The following is the definition of professional services from the 11-08 Travelers Accounting policy.  This is a fairly typical definition for professional services.  Clearly the accountant is acting outside of the scope of what the policy states are Professional Services.

“Professional Services means only services in the practice of accounting, and pro-bono services in the practice of accounting, provided that such pro-bono services are performed with the knowledge and consent of the Named Insured.

 

Professional Services includes services in any of the following capacities:

1.             Accountant or accounting consultant.

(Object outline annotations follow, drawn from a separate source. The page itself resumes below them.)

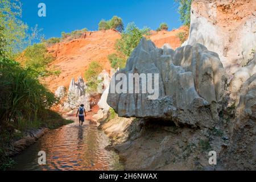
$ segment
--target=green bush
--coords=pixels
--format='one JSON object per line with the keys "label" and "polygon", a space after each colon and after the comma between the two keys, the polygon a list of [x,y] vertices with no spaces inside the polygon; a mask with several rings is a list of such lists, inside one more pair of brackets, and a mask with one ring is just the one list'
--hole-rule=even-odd
{"label": "green bush", "polygon": [[84,77],[86,81],[86,85],[88,86],[88,91],[97,91],[98,84],[98,75],[102,71],[102,67],[97,61],[92,61],[89,65],[88,68],[84,73]]}
{"label": "green bush", "polygon": [[184,25],[189,26],[190,12],[193,0],[175,0],[175,1],[179,4],[178,11],[180,14],[180,20]]}
{"label": "green bush", "polygon": [[122,34],[121,39],[117,40],[115,49],[126,56],[126,58],[128,58],[142,37],[148,35],[150,30],[148,28],[139,29],[133,22],[129,23]]}
{"label": "green bush", "polygon": [[17,62],[0,60],[0,122],[36,119],[56,102],[35,75],[34,71],[22,68]]}
{"label": "green bush", "polygon": [[99,30],[106,30],[109,29],[115,29],[120,32],[123,31],[123,23],[122,19],[118,16],[114,16],[109,20],[101,20],[98,23]]}
{"label": "green bush", "polygon": [[58,75],[56,71],[48,69],[48,64],[53,61],[53,59],[48,53],[43,43],[28,46],[19,55],[18,60],[24,67],[34,69],[35,76],[38,77]]}
{"label": "green bush", "polygon": [[59,38],[51,38],[47,40],[43,40],[42,42],[45,43],[46,46],[51,46],[60,43],[61,39]]}
{"label": "green bush", "polygon": [[188,35],[187,33],[185,32],[179,32],[176,35],[176,36],[177,38],[179,38],[181,44],[183,44],[185,41],[186,41],[188,38],[187,37]]}
{"label": "green bush", "polygon": [[149,34],[150,30],[148,28],[139,29],[133,22],[129,23],[121,38],[115,43],[117,53],[108,56],[111,67],[114,69],[124,68],[134,49],[143,36]]}
{"label": "green bush", "polygon": [[108,56],[111,67],[114,69],[123,68],[125,67],[126,60],[121,56],[118,55],[117,53],[113,53]]}
{"label": "green bush", "polygon": [[168,27],[166,23],[162,23],[160,24],[160,27],[156,29],[156,31],[159,31],[161,30],[168,30]]}
{"label": "green bush", "polygon": [[68,41],[72,40],[75,39],[79,39],[83,35],[83,34],[86,32],[88,29],[85,28],[81,30],[76,30],[72,31],[70,33],[65,33],[64,32],[61,32],[61,39],[67,40]]}

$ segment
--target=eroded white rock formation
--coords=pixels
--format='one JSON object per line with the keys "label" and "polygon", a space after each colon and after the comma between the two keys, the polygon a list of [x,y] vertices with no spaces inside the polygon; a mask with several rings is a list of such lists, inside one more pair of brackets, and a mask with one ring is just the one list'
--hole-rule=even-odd
{"label": "eroded white rock formation", "polygon": [[66,88],[64,86],[60,86],[55,92],[55,96],[59,99],[63,98],[67,94]]}
{"label": "eroded white rock formation", "polygon": [[237,101],[237,102],[239,102],[238,99],[242,84],[255,73],[256,73],[256,55],[247,66],[240,68],[234,75],[234,77],[229,85],[230,97],[233,100]]}
{"label": "eroded white rock formation", "polygon": [[68,98],[64,104],[65,110],[77,109],[81,104],[84,105],[86,111],[90,111],[90,97],[86,93],[86,85],[82,77],[79,77],[77,82],[75,78],[71,80],[68,88]]}
{"label": "eroded white rock formation", "polygon": [[127,78],[129,73],[158,73],[159,80],[156,100],[148,100],[148,93],[109,92],[108,104],[119,117],[171,119],[177,125],[207,127],[218,120],[227,77],[218,55],[201,44],[174,51],[158,48],[143,38],[126,68],[114,76],[121,73]]}

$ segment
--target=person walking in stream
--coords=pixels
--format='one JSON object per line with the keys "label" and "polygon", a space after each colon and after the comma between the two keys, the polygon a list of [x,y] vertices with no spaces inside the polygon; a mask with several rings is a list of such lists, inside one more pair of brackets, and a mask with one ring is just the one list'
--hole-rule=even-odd
{"label": "person walking in stream", "polygon": [[77,109],[77,112],[76,113],[76,117],[77,117],[77,114],[79,114],[79,126],[82,126],[84,122],[84,117],[86,116],[86,113],[85,112],[85,109],[84,107],[84,105],[81,104],[80,107],[79,107],[79,109]]}

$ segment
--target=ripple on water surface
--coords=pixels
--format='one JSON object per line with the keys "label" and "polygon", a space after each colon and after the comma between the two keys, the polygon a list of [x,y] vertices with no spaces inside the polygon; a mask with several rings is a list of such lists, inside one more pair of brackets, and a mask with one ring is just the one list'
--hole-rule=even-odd
{"label": "ripple on water surface", "polygon": [[[105,147],[108,136],[93,125],[74,123],[52,130],[14,158],[14,170],[122,170],[117,154]],[[46,165],[39,166],[38,152],[46,153]]]}

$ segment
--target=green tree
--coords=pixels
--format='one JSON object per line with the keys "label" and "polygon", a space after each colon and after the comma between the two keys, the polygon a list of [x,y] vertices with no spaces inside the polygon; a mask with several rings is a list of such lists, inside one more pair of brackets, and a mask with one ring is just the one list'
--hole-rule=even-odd
{"label": "green tree", "polygon": [[129,23],[122,34],[121,39],[117,40],[115,49],[126,58],[128,58],[142,37],[148,35],[150,30],[150,29],[147,27],[139,29],[133,22]]}
{"label": "green tree", "polygon": [[3,27],[0,26],[0,58],[5,57],[6,41],[3,36]]}
{"label": "green tree", "polygon": [[3,37],[6,56],[14,55],[27,44],[27,25],[21,20],[22,6],[18,0],[0,0],[0,24],[4,28]]}
{"label": "green tree", "polygon": [[53,60],[53,57],[48,53],[44,44],[39,43],[30,46],[21,53],[19,58],[23,67],[33,69],[35,76],[44,77],[59,74],[57,71],[48,68],[48,64]]}
{"label": "green tree", "polygon": [[169,27],[168,27],[168,24],[166,23],[162,23],[160,24],[160,27],[156,29],[157,31],[159,31],[161,30],[168,30],[168,28]]}
{"label": "green tree", "polygon": [[106,30],[111,28],[115,29],[122,32],[124,30],[122,19],[117,16],[114,16],[109,20],[101,20],[98,24],[99,30]]}
{"label": "green tree", "polygon": [[178,11],[180,14],[180,20],[184,25],[189,26],[190,12],[193,0],[175,0],[175,1],[179,4]]}
{"label": "green tree", "polygon": [[108,22],[105,19],[102,19],[98,23],[98,30],[106,30],[110,29],[110,27]]}
{"label": "green tree", "polygon": [[93,61],[89,65],[88,68],[84,73],[89,91],[97,90],[98,83],[99,83],[97,77],[102,71],[102,65],[97,61]]}

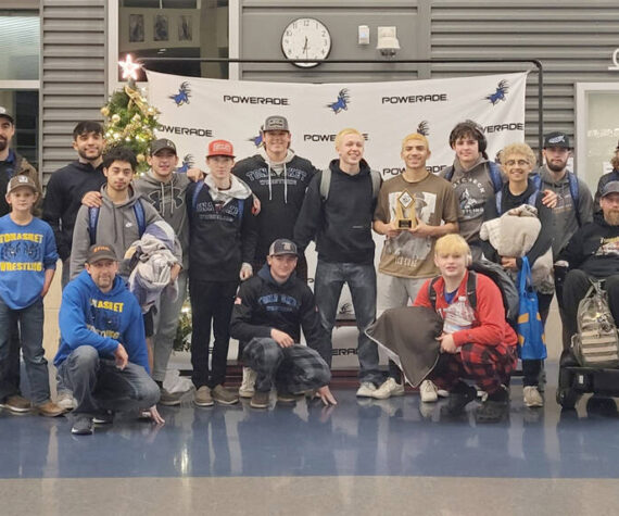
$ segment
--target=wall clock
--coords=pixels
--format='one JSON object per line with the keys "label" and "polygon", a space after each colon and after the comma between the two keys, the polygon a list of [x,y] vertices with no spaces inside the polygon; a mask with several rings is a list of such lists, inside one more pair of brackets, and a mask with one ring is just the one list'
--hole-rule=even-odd
{"label": "wall clock", "polygon": [[[331,50],[331,35],[323,22],[302,17],[290,22],[281,35],[281,51],[288,59],[327,59]],[[293,63],[311,68],[320,63]]]}

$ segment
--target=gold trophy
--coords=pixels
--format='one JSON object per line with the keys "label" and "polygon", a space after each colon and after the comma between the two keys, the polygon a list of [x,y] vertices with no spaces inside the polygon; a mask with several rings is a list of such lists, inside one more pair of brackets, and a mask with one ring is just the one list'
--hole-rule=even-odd
{"label": "gold trophy", "polygon": [[395,225],[397,229],[410,229],[417,226],[415,198],[404,190],[395,203]]}

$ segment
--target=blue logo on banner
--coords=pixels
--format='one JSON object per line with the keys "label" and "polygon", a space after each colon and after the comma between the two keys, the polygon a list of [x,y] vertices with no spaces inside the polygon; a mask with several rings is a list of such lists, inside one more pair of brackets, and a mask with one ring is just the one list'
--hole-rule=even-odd
{"label": "blue logo on banner", "polygon": [[351,98],[349,96],[349,90],[346,88],[341,89],[338,93],[338,100],[331,104],[327,104],[334,114],[338,114],[340,111],[346,111],[349,109],[349,102]]}
{"label": "blue logo on banner", "polygon": [[174,100],[174,103],[180,106],[189,103],[189,97],[191,97],[191,90],[189,89],[189,83],[186,80],[180,85],[180,88],[178,88],[178,93],[170,95],[168,99]]}
{"label": "blue logo on banner", "polygon": [[424,136],[430,135],[430,124],[428,123],[428,121],[419,122],[419,125],[417,126],[417,133]]}
{"label": "blue logo on banner", "polygon": [[182,164],[176,169],[179,174],[187,174],[187,171],[193,166],[193,154],[186,154]]}
{"label": "blue logo on banner", "polygon": [[492,105],[496,105],[500,101],[507,100],[507,91],[509,90],[509,83],[503,79],[496,85],[496,91],[484,97]]}
{"label": "blue logo on banner", "polygon": [[262,146],[262,133],[258,136],[253,136],[252,138],[248,138],[248,141],[251,141],[256,147]]}

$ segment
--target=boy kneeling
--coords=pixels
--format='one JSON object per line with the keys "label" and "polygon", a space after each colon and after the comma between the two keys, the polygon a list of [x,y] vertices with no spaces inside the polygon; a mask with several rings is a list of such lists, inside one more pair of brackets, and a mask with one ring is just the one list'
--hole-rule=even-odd
{"label": "boy kneeling", "polygon": [[[444,319],[441,357],[428,379],[450,393],[450,413],[464,411],[475,400],[472,380],[488,393],[477,411],[478,421],[500,421],[507,412],[506,385],[518,361],[514,329],[505,319],[503,298],[489,277],[471,273],[470,248],[459,235],[445,235],[437,241],[434,263],[441,276],[429,279],[419,290],[415,306],[434,309]],[[476,274],[476,303],[467,295],[469,274]]]}

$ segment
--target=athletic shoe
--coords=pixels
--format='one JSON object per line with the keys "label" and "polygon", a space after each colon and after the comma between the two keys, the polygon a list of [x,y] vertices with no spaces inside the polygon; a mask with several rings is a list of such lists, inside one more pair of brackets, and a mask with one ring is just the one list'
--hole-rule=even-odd
{"label": "athletic shoe", "polygon": [[4,400],[4,403],[2,403],[2,406],[9,412],[13,412],[15,414],[25,414],[26,412],[30,412],[33,408],[30,400],[20,394],[10,395],[7,398],[7,400]]}
{"label": "athletic shoe", "polygon": [[251,367],[243,367],[243,380],[239,387],[239,395],[241,398],[251,398],[254,395],[257,374]]}
{"label": "athletic shoe", "polygon": [[198,406],[213,406],[213,397],[211,395],[211,389],[206,386],[202,386],[200,389],[195,391],[195,395],[193,397],[193,403]]}
{"label": "athletic shoe", "polygon": [[371,381],[362,381],[356,395],[359,398],[371,398],[376,391],[376,386]]}
{"label": "athletic shoe", "polygon": [[255,391],[254,395],[252,397],[252,401],[250,401],[250,406],[253,408],[268,408],[269,398],[270,391]]}
{"label": "athletic shoe", "polygon": [[523,389],[525,393],[525,405],[527,406],[544,406],[544,399],[540,391],[538,390],[538,386],[526,386]]}
{"label": "athletic shoe", "polygon": [[92,418],[88,416],[78,416],[73,421],[71,433],[76,436],[90,436],[92,433]]}
{"label": "athletic shoe", "polygon": [[112,411],[101,412],[92,418],[92,423],[94,425],[110,425],[114,423],[114,413]]}
{"label": "athletic shoe", "polygon": [[71,392],[65,391],[58,395],[55,404],[65,411],[73,411],[77,406],[77,401]]}
{"label": "athletic shoe", "polygon": [[233,405],[235,403],[239,403],[239,397],[222,385],[215,386],[211,389],[211,395],[213,397],[213,400],[222,405]]}
{"label": "athletic shoe", "polygon": [[180,399],[185,392],[168,392],[163,387],[160,389],[159,404],[165,406],[180,405]]}
{"label": "athletic shoe", "polygon": [[435,403],[439,400],[437,386],[430,380],[424,380],[419,386],[419,395],[424,403]]}
{"label": "athletic shoe", "polygon": [[389,377],[382,385],[376,389],[371,397],[377,400],[387,400],[392,395],[404,395],[404,386],[395,381],[395,378]]}
{"label": "athletic shoe", "polygon": [[62,406],[58,406],[51,400],[35,406],[35,410],[40,416],[45,417],[58,417],[62,416],[66,412]]}

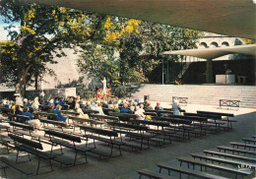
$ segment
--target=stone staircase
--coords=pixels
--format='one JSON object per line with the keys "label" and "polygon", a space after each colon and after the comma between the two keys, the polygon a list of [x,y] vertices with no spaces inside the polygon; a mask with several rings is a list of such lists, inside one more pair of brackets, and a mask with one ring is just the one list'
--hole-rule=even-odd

2.             Investment Adviser.

3.             Bookkeeper, enrolled agent or tax preparer.

4.             Personal Fiduciary

5.             Notary public, provided that the Insured Person witnessed and attested to the authenticity of the signature notarized by such Insured Person.

6.             Member of a formal accreditation, standards review or similar professional board or committee related only to the accounting profession.

7.             Arbitrator or mediator.”

 

 

One of the issues with malpractice insurance is that even though this claim will likely be denied reporting it to the carrier could cause the firm’s rates to rise in the future.  The firm will also need to disclose as a ‘reported’ claim on any new business application that the firm would complete in the near future.  Normally even though the claim is close for zero dollars, the firm will have to provide loss runs and an explanation of the claim for the next 3 to 5 years on any competitor application that the firm may complete.  Many malpractice carriers will likely not give this firm its ‘best’ or most competitive premium because this claim was reported.

The conundrum for the firm is that if it is truly a malpractice claim then the firm needs to report it to protect its rights under the policy.